W dalszej części wypowiedzi szkoleniowiec odniósł się do gorszych wyników, jakie ostatnio notuje jego ekipa:
„Każdy zespół miewa trudne momenty, a nasze zbiegły się z derbami Mediolanu i Ligą Mistrzów. Mimo wszystko, gdyby ktoś na początku sezonu dał mi nasze obecne osiągnięcia, to byłbym zadowolony. Zdobyliśmy Superpuchar i po długiej przerwie zagraliśmy w fazie pucharowej Champions League. Właśnie tego oczekiwał zarząd klubu”.
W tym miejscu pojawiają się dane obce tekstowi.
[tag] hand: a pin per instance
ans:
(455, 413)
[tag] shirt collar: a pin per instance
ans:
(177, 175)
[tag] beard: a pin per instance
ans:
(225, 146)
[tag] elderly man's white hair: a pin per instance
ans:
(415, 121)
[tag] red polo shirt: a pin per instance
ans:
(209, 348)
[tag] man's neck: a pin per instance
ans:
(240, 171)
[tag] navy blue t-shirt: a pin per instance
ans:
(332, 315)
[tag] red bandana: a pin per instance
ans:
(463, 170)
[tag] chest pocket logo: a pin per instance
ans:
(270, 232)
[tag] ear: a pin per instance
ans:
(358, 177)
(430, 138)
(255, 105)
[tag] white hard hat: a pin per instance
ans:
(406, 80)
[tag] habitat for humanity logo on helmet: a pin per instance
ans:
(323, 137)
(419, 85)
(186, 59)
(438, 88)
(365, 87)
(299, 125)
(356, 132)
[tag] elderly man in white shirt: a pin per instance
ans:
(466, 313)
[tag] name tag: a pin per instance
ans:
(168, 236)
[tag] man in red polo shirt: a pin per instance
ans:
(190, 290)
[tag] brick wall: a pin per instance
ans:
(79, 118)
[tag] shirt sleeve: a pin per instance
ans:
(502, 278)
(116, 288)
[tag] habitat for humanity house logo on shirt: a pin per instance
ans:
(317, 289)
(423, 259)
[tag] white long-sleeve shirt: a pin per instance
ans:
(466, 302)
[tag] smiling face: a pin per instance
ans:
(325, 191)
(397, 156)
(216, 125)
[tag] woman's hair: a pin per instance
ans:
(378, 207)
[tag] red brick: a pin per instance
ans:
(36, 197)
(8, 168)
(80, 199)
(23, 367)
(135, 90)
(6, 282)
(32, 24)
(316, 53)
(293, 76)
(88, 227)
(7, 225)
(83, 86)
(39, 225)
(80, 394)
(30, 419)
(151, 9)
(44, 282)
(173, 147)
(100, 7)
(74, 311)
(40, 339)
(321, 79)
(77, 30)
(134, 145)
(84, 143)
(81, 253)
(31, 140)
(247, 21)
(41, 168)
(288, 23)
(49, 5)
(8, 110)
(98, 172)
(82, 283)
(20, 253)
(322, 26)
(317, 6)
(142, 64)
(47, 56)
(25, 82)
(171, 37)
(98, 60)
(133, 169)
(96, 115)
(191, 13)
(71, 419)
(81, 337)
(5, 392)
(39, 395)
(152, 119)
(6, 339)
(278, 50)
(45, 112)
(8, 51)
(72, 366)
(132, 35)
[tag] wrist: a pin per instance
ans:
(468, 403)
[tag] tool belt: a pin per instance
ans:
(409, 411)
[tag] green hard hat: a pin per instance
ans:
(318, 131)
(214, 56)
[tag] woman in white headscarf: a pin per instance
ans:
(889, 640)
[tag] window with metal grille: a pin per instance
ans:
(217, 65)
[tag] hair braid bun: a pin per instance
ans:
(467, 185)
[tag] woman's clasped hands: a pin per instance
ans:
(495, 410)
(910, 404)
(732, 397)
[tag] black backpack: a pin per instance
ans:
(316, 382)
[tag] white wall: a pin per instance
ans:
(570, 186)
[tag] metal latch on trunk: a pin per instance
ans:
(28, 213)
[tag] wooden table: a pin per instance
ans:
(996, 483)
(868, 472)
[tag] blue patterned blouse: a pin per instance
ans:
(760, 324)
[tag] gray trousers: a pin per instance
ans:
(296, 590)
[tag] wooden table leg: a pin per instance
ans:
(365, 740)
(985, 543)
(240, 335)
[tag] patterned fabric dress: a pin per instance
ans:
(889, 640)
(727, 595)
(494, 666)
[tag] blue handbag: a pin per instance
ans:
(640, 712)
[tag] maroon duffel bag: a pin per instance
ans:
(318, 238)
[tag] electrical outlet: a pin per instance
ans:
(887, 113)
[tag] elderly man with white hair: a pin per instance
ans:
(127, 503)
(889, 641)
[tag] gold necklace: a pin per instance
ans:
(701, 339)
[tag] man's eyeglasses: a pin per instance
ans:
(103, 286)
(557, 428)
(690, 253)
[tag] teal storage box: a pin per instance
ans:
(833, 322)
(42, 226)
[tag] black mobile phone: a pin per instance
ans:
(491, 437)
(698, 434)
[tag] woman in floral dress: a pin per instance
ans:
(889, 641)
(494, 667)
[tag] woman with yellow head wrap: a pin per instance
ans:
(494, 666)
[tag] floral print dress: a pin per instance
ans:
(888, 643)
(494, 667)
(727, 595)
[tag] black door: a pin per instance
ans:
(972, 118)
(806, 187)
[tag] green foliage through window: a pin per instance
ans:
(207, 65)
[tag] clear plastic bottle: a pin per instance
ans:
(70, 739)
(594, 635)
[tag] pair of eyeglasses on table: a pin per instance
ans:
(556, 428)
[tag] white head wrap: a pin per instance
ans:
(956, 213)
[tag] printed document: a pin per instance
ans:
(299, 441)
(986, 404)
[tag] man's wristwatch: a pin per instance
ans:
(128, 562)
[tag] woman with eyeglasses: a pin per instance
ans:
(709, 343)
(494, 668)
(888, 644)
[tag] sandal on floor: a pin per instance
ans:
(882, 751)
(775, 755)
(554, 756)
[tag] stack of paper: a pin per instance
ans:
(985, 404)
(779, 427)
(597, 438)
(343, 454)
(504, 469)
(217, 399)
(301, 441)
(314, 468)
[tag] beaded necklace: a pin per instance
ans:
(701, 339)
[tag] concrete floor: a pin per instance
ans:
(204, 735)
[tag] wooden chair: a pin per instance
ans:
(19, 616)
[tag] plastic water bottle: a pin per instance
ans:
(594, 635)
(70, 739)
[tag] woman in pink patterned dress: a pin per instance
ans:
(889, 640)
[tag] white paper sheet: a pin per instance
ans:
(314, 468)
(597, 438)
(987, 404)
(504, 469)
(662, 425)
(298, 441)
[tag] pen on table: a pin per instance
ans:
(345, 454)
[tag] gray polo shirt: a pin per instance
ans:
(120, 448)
W kolejnej odpowiedzi Inzaghi wrócił do tematu derbów, podkreślając, jak istotny będzie wynik tego klasyku:
„Najważniejszy będzie sam rezultat, bo nasze występy nie były wcale złe. Statystyki wskazują, że sporo kreujemy, mimo zdobycia zaledwie siedmiu punktów w siedmiu meczach. To ostatnie jest przyczyną naszego największego rozczarowania. Nie notujemy dobrych wyników, więc tym bardziej chcemy wygrać. Przed nami dziewięć finałów, a niedzielny z pewnością będzie najbardziej wymagający. Pojedynek z Juventusem różni się od innych ligowych gier, jest bardzo ważny dla fanów. Wiemy, że musimy zagrać znakomicie, a to jak się zaprezentujemy, wpłynie na naszą pozycję w tabeli i morale w kolejnych meczach. Jednocześnie przed nami jeszcze osiem innych spotkań i rewanż w półfinale Pucharu Włoch. To starcie również będzie miało wielką wagę”.
Na koniec opiekun Interu skomentował postawę Juventusu, który obrobił część strat z początku sezonu:
„Znamy Juve całkiem dobrze. W styczniu dokupili Vlahovicia i Zakarię, uzupełniając luki w swoim składzie. To były ważne inwestycje, które pozwoliły im podnieść poziom. Jednocześnie pamiętamy, że już wcześniej byli świetną drużyną, a wszyscy ich napastnicy są bardzo groźni. Nasze podejście do spotkań z Fiorentiną i Torino nie było najlepsze i musimy to poprawić, bo niedzielny wieczór w wielu aspektach będzie decydujący” – podsumował.